Kuşaklar arası farkın günden güne arttığını görmekteyiz. Bunun olumlu - olumsuz birçok tarafı var. Ben olaya, bunun olumlu bir gelişme olduğu kanaatiyle yaklaşmak istiyorum.
Kuşaklar arası farkın açık olması, dede ile torunun ya da baba - anne ile çocuğun birbirini anlamaması kötü bir durum gibi görünebilir. Aksine ben bunun, toplumumuz açısından hayırlı olacağı kanaatindeyim. İletişim kopukluğu yönünden tabii ki de kötü bir durum fakat bazı durumlar bende bunun çok da kötü bir durum olmadığı kanaati uyandırdı. Şöyle ki; dünyadaki gelişmeleri, teknoloji hızını, değişimleri yakalamak ya da bunlara yetişmeye çalışmak gerçekten güç bir durum. Ama gerisinde kalmak da ciddi bir sorun. Hatta görünen o ki başlı başına bir beka sorunu. Eski neslin yani günümüzün ortalama yaşlı ve orta yaşlı kesiminin bu gelişmeleri takip etmesi, anlaması ve buna göre gardını alması pek mümkün gözükmüyor. Öyle ki yine aynı neslin yeni bir şeye açık olması da pekala zor. Aynı zamanda, bu kesimin kendisine dayatılan bilgiyi, kuralı, -adını ne koyarsanız artık- doğrudan kabul edip bunlar arasında kıyas yapamadığını da düşünürsek, değişen dünyada asla üst bir konumda olamayız. Sosyal mecraları bile Cuma ve özel günler kutlamaları dışında aktif kullanamayan bir nesile ne yapay zekayı ne de bilimum gelişmeleri anlatabilirsiniz.

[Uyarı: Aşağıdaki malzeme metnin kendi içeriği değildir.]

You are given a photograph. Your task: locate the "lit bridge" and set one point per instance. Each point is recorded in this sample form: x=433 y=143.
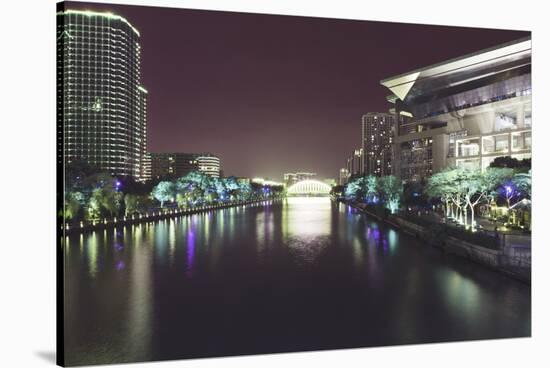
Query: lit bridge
x=309 y=188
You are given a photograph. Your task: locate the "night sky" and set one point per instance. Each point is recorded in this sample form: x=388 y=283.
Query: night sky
x=274 y=94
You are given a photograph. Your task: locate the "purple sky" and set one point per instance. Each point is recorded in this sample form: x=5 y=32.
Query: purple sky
x=273 y=94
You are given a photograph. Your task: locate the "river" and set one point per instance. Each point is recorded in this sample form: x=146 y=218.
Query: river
x=302 y=274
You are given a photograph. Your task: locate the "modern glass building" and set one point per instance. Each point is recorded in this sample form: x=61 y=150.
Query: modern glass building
x=463 y=112
x=102 y=106
x=355 y=163
x=378 y=131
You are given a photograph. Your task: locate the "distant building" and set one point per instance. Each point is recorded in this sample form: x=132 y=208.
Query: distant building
x=293 y=178
x=378 y=132
x=343 y=177
x=355 y=163
x=209 y=164
x=177 y=164
x=463 y=112
x=264 y=181
x=330 y=182
x=101 y=103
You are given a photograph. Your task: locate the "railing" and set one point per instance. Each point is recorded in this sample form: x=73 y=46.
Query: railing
x=154 y=215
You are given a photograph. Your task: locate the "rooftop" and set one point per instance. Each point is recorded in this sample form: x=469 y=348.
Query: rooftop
x=504 y=57
x=91 y=13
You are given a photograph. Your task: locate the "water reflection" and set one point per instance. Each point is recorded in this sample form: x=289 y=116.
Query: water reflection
x=264 y=279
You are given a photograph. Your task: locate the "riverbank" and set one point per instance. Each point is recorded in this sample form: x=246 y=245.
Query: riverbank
x=504 y=254
x=101 y=224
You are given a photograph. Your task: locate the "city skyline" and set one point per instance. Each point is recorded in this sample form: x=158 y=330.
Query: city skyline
x=250 y=87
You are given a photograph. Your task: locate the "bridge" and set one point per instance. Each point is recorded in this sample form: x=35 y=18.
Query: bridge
x=309 y=188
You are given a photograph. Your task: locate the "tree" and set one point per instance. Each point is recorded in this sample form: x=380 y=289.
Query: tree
x=442 y=186
x=390 y=189
x=522 y=181
x=104 y=201
x=73 y=204
x=164 y=191
x=135 y=203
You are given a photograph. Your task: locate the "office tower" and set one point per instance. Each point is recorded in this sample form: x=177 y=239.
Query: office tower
x=102 y=106
x=378 y=131
x=463 y=112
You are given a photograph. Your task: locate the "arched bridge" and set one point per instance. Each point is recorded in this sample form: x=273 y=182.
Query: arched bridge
x=309 y=188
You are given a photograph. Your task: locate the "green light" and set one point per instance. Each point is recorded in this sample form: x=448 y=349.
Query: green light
x=90 y=13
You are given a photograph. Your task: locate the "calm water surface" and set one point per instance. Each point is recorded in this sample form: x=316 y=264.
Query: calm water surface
x=300 y=275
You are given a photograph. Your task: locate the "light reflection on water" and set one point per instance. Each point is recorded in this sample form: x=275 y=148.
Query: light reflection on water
x=220 y=279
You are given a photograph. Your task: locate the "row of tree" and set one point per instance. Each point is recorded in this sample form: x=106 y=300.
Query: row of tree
x=94 y=195
x=197 y=188
x=386 y=191
x=462 y=190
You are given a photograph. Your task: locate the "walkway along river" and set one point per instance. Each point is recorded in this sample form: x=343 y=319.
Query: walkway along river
x=300 y=274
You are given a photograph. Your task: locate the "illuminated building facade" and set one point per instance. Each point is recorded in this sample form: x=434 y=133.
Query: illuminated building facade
x=378 y=132
x=355 y=164
x=343 y=176
x=178 y=164
x=102 y=106
x=464 y=112
x=209 y=164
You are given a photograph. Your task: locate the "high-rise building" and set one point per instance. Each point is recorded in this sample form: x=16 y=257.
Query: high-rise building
x=378 y=132
x=355 y=163
x=177 y=164
x=101 y=102
x=209 y=164
x=463 y=112
x=343 y=176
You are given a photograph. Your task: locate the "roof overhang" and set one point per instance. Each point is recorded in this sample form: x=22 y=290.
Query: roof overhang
x=401 y=84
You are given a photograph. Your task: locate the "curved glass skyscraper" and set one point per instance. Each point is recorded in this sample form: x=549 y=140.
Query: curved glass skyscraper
x=101 y=104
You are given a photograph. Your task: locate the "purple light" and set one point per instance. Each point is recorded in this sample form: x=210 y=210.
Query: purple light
x=190 y=251
x=120 y=265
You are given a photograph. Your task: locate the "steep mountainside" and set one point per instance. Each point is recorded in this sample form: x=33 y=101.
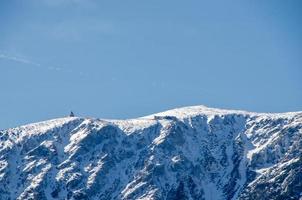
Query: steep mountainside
x=187 y=153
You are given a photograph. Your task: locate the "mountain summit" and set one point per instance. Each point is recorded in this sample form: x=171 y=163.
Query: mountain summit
x=186 y=153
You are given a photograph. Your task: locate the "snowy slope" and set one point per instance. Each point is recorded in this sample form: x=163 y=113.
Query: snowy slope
x=186 y=153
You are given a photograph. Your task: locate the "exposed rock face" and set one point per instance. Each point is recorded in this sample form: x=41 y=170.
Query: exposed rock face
x=188 y=153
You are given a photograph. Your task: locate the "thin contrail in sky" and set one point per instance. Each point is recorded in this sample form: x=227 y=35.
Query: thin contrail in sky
x=35 y=64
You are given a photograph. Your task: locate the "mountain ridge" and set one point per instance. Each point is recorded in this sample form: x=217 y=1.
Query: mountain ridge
x=185 y=153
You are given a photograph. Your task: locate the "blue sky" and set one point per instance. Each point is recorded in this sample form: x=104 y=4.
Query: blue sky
x=125 y=59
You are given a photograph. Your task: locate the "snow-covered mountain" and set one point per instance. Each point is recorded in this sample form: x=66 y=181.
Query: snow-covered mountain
x=187 y=153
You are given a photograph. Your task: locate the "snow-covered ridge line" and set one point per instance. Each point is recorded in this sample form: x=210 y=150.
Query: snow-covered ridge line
x=186 y=153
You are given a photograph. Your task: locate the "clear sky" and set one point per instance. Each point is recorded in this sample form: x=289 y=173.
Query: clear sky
x=125 y=59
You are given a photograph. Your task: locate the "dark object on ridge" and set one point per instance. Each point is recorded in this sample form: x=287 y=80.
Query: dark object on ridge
x=71 y=114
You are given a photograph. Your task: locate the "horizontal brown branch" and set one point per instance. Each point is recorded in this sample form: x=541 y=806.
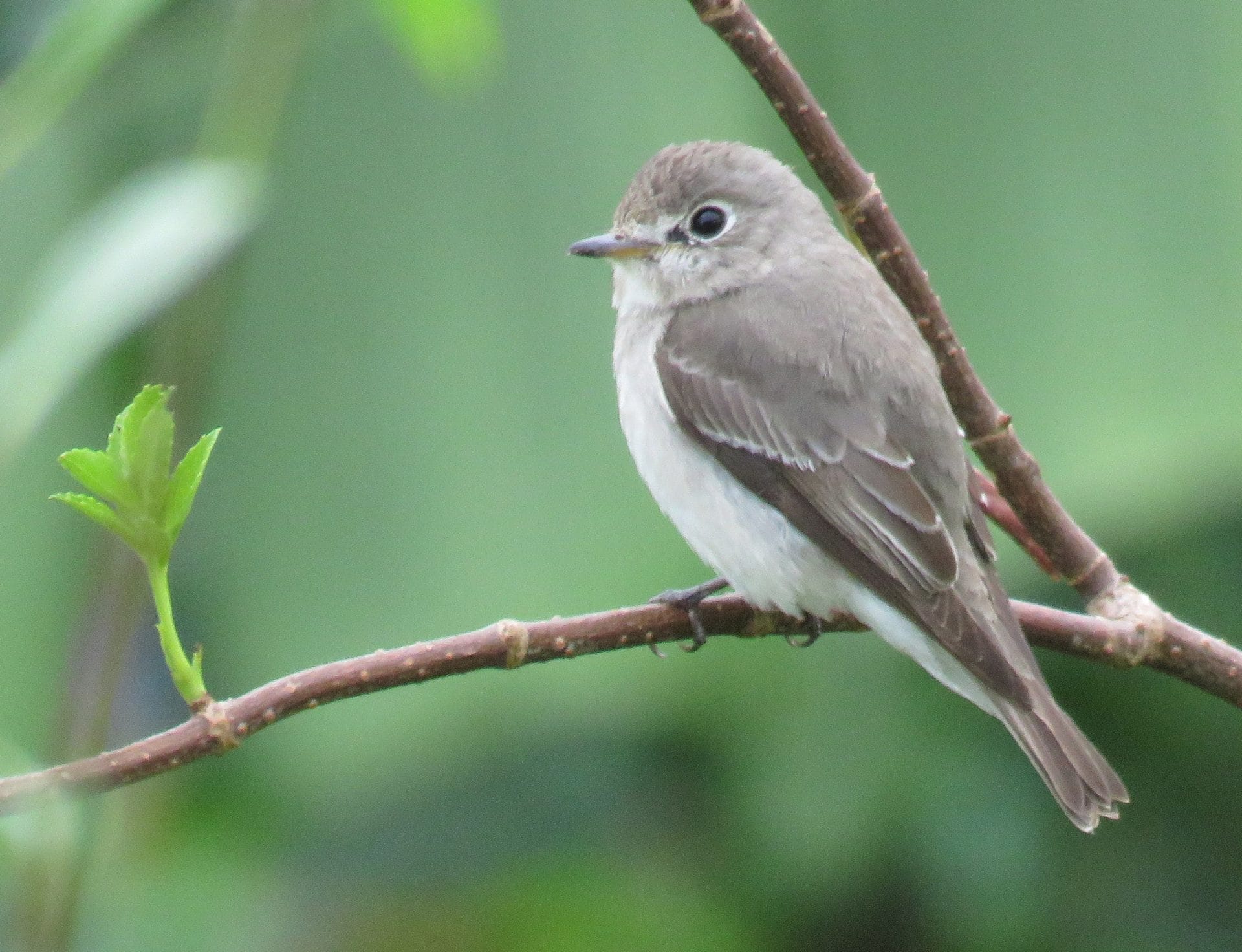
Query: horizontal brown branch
x=1196 y=660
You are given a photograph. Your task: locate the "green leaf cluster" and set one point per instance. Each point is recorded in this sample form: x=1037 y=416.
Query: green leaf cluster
x=142 y=498
x=136 y=495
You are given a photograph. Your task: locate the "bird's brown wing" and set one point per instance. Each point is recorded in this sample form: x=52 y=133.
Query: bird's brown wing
x=790 y=435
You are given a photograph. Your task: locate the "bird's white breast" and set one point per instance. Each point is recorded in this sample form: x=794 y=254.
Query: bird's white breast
x=730 y=529
x=763 y=556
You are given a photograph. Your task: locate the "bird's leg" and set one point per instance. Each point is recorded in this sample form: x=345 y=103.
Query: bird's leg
x=688 y=601
x=814 y=629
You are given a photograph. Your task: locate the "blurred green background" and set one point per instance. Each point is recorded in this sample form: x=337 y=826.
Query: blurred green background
x=340 y=230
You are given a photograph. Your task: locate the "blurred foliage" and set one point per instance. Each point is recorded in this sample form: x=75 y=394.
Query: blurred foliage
x=421 y=440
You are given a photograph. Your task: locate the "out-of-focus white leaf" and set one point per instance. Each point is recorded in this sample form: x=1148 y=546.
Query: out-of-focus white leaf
x=143 y=247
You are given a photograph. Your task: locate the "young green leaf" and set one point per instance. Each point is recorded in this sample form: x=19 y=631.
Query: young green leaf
x=149 y=508
x=98 y=512
x=148 y=451
x=184 y=484
x=97 y=472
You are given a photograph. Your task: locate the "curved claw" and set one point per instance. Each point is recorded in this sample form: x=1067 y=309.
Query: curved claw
x=688 y=601
x=815 y=629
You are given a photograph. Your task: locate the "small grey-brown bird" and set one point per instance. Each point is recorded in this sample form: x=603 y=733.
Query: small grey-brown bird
x=789 y=420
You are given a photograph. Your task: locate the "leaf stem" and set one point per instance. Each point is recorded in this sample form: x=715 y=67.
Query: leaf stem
x=186 y=675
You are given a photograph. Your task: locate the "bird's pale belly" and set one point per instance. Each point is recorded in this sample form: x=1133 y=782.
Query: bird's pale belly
x=763 y=556
x=735 y=533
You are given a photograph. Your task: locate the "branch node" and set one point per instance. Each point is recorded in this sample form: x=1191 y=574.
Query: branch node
x=1124 y=602
x=717 y=12
x=1003 y=429
x=220 y=729
x=853 y=209
x=517 y=642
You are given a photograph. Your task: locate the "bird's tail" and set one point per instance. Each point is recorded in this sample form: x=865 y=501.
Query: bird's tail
x=1077 y=774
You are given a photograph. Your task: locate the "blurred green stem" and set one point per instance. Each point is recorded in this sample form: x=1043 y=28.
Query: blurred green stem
x=241 y=120
x=186 y=675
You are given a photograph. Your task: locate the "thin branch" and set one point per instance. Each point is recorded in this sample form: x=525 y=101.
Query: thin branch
x=1073 y=555
x=1205 y=663
x=1000 y=512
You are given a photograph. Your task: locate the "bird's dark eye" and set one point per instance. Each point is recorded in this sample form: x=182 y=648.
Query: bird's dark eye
x=708 y=221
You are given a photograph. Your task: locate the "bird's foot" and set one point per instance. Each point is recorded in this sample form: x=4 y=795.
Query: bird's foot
x=814 y=629
x=688 y=601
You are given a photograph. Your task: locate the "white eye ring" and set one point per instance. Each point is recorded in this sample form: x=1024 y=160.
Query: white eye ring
x=710 y=221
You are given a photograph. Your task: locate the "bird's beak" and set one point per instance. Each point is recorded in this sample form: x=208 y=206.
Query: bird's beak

Peki yeni nesil çok mu zeki? Ya da mantığı çok iyi kullanıyor, olaylara analitik bakıp olguları daha mı doğru değerlendiriyor? Bu başlı başına bir araştırma konusu. Fakat şöyle bir gerçek var ki, yeni neslin kendi döneminde sosyal mecraların çokluğu, dünyadaki gelişmeleri takip edip bu gelişmeler hakkında yorum yapabilmesi, medyanın dayattığı bilgi içeriğinden bağımsız daha doğru ve daha gerçekçi bir şekilde bilgi ve olayların yayılıyor olması sebebiyle de bu neslin yeniliğe ve farklılığa açık olması, onları bir kaç adım öne çıkarıp eski nesil ile aradaki farkın da açılmasına sebep oluyor. Fark açılmasına açılıyor ama olayları ve durumları okuma, analiz etme şekli de değişiyor. Ezberler yıkılıyor ve daha sorgulayıcı bir profil oluşuyor.
İşte burada tam olarak yapılması gereken bu yeni nesile sahip çıkmaktır. Bu sahiplenme, eski usüllerle değil tamamen yeni usüllerle, alışılmamış bir insan kaynağı profiliyle ülkemizi dünya ile yarışacak konuma getirmekle olmalıdır. Yoksa istediğiniz teknolojik imkanı kurun, en iyi binaları hizmete sunun, ciddi bir gelişim sağlayamazsınız. Bu gelişimi, yepyeni bir anlayışla, bilgiyi özümseyen, analitik bakabilen, eski usüllerle hiçbir yere varılamayacağı kanaatine inanan, birbirine muhteşem bir bağlılıkla bağlı olan ve organize olabilme yeteneğine sahip kişilerle yapabilirsiniz. Yoksa yine eskiden olduğu gibi yeteneklerimizi kaybetmeye, dünyanın gerisinde kalmaya ve almazlığın en alt versiyonları yüzünden ahmakça problemlere uğraşmaya devam ederiz.
Yenilenmek, değişmek, her türlü fikre açık olmak şart üstü şart, “farz üstü farz"dır. Dönemimizin savaşının “besili atları"nı yepyeni usüllerle hazırlayanlar bu savaşta galip gelecek olanlardır.